Do you have a log file of the velocity commands you send ?
Or a small sequence that triggers the crash?

Here is a second set of data with the log and figure of the velocity command : https://filesender.renater.fr/?s=download&token=a7846323-cb15-eb00-3651-d97283601f14 (do not use the mk2 data I copied those value by error from a previous test). The command remains between the bounds (vx, vy, vz goes between -0.45 and +0.45). In order to repeat the crash we then switch the command repeatedly between cmd_vel_max and cmd_vel_min until the drone start to diverge. Then maneuver does not respond to the command that is 0,0,0,0 (I can send you the video of the simulation as well if you want)

#8

Updated by Anthony Mallet 5 months ago

On Friday 26 Oct 2018, at 15:18, Pol MORDEL wrote:

The command remains between the bounds (vx, vy, vz goes between
-0.45 and +0.45). In order to repeat the crash we then switch the
command repeatedly between cmd_vel_max and cmd_vel_min until the
drone start to diverge. Then maneuver does not respond to the
command that is 0,0,0,0 (I can send you the video of the simulation
as well if you want)

So far I could not reproduce any similar crash (in simulation),
sending alternating -0.5 and +0.5 x,y velocities at various
frequencies, up to 500Hz.

So I have a few additional questions/remarks:

  • When you say "command that is 0,0,0,0", what does it mean?
    maneuveur::velocity expects vx, vy, vz, wz, ax, ay, az, duration.
    I imagine that 0,0,0,0 mean 0 velocity, but what about acceleration
    and duration?
  • In general, when you use a duration > 0, maneuver::velocity may
    reply with an error that this is not feasable given current state
    and velocity (and acceleration, jerk etc.) limits.
    Using a duration of 0 is safer from this point of view, and also
    gives you the "minimum time trajectory" to reach the desired
    velocity/acceleration.

In your last logs, the last maneuver acceleration is not 0. This
means that a maneuver::velocity command with 0 is not taken into
account. Did you check that the 'duration' is OK with the limits (or
0) ?

  • What do you mean by "maneuver does not respond"? Does it crash or
    block? Any error message?
  • Do you have nhfc error messages about "emergency descent" ?
#9

Updated by Pol MORDEL 5 months ago

What do you mean by "maneuver does not respond"? Does it crash or
block? Any error message?
  • I just meant that it does not repond to the input of maneuver::velocity anymore. Maneuver does not crash nor give any error messages
In general, when you use a duration > 0, maneuver::velocity may
reply with an error that this is not feasable given current state
and velocity (and acceleration, jerk etc.) limits.
Using a duration of 0 is safer from this point of view, and also
gives you the "minimum time trajectory" to reach the desired
velocity/acceleration.
  • I used to set the duration to 1. Passing this parameter to 0 did indeed improve the behavior and i was not able to reproduce the crash in simulation.
  • Howerver, while testing this setup using three quadrotors (and duration to 0) in the same simulation, after about one minute the simulation stopped and I get the following error message :
...
samples 202
8.7e-05
samples 202
0.000219
16:39:17.118333:genomixd: sock17cbc90: reply status 400: {"ex":"::genom::mwerr","detail":{"what":"S_csLib_TOO_MANY_RQST_IDS"}}
16:39:17.804482:genomixd: sock1819cb0: reply status 400: {"ex":"::genom::mwerr","detail":{"what":"S_csLib_TOO_MANY_RQST_IDS"}}
samples 56
7.5e-05
samples 56
6.9e-05

"samples" comes form printf in maneuver (maybe we could remove it since it was meant for debug I guess ?) but the TOO_MANY_RQST_IDS error is new.

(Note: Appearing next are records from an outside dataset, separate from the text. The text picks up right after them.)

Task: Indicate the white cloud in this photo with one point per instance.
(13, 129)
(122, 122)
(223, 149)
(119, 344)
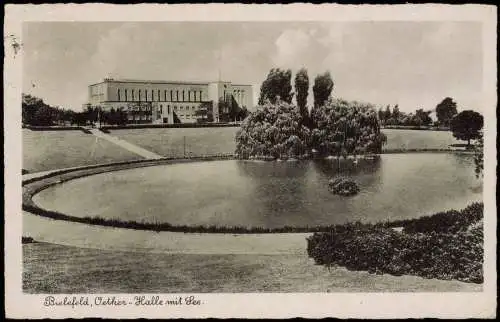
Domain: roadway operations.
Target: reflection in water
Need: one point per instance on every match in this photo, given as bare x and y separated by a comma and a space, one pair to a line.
272, 194
335, 167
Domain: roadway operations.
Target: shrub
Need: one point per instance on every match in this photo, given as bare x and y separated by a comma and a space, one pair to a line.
273, 131
344, 128
442, 253
343, 186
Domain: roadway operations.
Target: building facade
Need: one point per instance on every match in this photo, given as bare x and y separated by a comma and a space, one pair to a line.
147, 101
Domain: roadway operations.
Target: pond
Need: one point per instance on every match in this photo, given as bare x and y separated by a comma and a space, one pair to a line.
272, 194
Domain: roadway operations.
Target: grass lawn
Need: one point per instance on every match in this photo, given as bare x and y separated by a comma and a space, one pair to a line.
199, 141
50, 268
48, 150
414, 139
170, 142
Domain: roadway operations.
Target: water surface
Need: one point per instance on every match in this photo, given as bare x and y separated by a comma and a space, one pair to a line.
272, 194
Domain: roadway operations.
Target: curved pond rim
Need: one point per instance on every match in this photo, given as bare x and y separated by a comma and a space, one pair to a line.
36, 184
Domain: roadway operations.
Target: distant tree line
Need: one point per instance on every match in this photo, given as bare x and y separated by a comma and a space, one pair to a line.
36, 112
279, 129
396, 117
229, 111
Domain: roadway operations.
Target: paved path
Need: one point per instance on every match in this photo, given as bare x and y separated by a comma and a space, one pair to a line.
126, 145
108, 238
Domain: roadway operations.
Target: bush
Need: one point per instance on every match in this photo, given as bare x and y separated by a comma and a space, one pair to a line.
450, 221
345, 128
273, 131
343, 187
441, 253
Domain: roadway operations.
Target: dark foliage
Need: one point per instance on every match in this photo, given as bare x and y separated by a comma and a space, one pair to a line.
343, 186
436, 247
467, 125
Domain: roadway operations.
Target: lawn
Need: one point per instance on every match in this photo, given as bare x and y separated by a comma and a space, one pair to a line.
48, 150
414, 139
50, 268
171, 142
199, 141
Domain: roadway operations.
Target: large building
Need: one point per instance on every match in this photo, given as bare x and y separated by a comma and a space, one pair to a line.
147, 101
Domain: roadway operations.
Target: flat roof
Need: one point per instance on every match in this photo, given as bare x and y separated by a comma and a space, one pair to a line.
143, 81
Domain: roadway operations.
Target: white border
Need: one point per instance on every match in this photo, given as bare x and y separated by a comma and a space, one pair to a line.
313, 305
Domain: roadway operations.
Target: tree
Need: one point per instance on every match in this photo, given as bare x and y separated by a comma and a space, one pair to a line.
466, 125
381, 115
322, 89
205, 112
446, 110
423, 116
43, 116
277, 84
396, 114
273, 131
302, 88
344, 128
479, 155
388, 114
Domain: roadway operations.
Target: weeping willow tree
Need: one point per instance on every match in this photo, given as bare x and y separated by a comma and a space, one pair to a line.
273, 131
479, 155
346, 128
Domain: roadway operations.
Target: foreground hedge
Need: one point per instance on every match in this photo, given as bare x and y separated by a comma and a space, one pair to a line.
429, 247
450, 221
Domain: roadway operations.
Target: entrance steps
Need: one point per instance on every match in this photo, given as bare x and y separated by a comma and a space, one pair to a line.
126, 145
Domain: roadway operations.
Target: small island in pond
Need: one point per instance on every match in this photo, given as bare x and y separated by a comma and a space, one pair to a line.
278, 131
343, 187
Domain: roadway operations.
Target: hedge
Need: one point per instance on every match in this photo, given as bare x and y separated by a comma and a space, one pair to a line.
431, 247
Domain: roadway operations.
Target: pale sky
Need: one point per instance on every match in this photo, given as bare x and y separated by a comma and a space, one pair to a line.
413, 64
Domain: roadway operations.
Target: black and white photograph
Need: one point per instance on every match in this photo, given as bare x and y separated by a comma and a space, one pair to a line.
168, 162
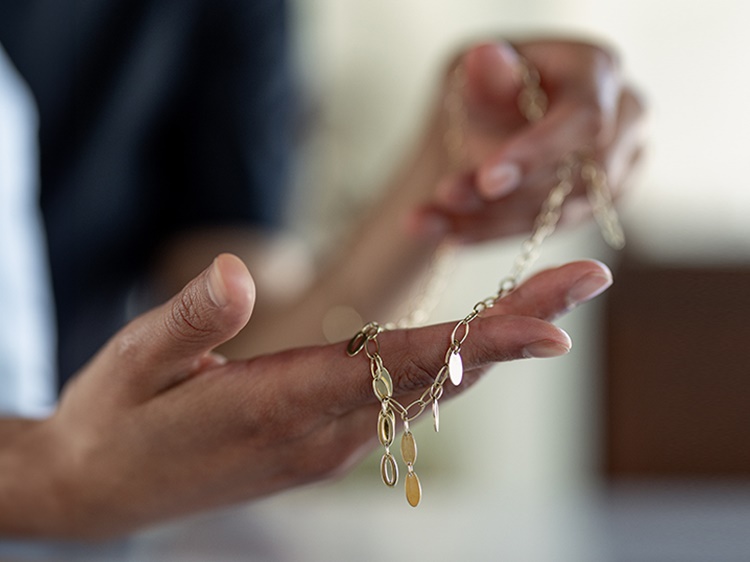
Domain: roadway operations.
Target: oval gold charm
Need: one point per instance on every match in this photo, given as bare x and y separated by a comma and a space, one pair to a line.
386, 427
388, 470
383, 385
356, 344
413, 489
408, 448
456, 368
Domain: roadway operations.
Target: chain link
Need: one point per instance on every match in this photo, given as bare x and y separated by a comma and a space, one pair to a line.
532, 103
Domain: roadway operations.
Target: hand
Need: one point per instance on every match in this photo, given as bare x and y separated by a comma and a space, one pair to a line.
157, 426
510, 164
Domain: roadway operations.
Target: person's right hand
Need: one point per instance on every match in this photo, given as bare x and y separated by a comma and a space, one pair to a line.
156, 426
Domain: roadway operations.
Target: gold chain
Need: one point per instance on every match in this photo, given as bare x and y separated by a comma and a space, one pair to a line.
532, 102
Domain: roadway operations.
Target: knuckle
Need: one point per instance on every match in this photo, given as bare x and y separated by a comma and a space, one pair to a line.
414, 376
184, 320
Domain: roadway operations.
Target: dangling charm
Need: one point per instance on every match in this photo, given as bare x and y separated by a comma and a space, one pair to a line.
409, 454
455, 367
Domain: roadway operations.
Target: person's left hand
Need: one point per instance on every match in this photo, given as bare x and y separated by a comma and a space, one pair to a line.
509, 164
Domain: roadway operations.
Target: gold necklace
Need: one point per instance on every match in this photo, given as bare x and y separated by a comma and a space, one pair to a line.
532, 102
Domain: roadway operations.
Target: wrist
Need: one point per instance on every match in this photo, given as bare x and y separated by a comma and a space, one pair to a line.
30, 501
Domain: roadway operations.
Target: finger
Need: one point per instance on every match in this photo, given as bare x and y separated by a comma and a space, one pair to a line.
553, 292
583, 103
493, 84
165, 345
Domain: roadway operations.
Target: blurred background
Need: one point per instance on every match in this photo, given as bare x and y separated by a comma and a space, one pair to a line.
635, 446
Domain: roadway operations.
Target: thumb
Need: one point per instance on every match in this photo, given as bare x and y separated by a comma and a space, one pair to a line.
164, 346
492, 77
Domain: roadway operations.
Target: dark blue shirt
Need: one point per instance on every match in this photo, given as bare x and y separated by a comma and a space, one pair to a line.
156, 116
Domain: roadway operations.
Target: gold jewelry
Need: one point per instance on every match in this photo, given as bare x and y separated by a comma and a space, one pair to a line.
532, 102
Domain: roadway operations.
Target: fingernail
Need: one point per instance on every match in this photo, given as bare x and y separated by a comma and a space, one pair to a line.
589, 286
500, 58
430, 225
216, 288
547, 348
500, 180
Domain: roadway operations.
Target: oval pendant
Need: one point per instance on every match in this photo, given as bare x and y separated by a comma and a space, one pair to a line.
388, 470
456, 368
386, 427
408, 448
383, 385
413, 489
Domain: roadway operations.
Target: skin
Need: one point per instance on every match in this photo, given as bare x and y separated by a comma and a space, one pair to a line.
158, 425
428, 203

The TOO_MANY_RQST_IDS error is produced by the genomix request of maneuver/velocity :

An error occurred while running the simulation and the simulation was terminated
Caused by:
Error reported by S-function 'genomix_block' in 'velocity_maneuver_2017a/mkQuadro1/genomix request':
{"ex":"::genom::mwerr","detail":{"what":"S_csLib_TOO_MANY_RQST_IDS"}}
  • in one of the test, before getting the previous error, I received the following message as well but the program was able to recover :
    maneuver-pocolibs: kdtp::Spline::a_b: unknown case 2200 (vC = -nan)

And thank very much you for your time !

#10

Updated by Pol MORDEL 5 months ago

I noticed that the TOO_MANY_RQST_IDS error occurs eveytime i send a yaw velocity (wz) input (I am trying to understand what is going on)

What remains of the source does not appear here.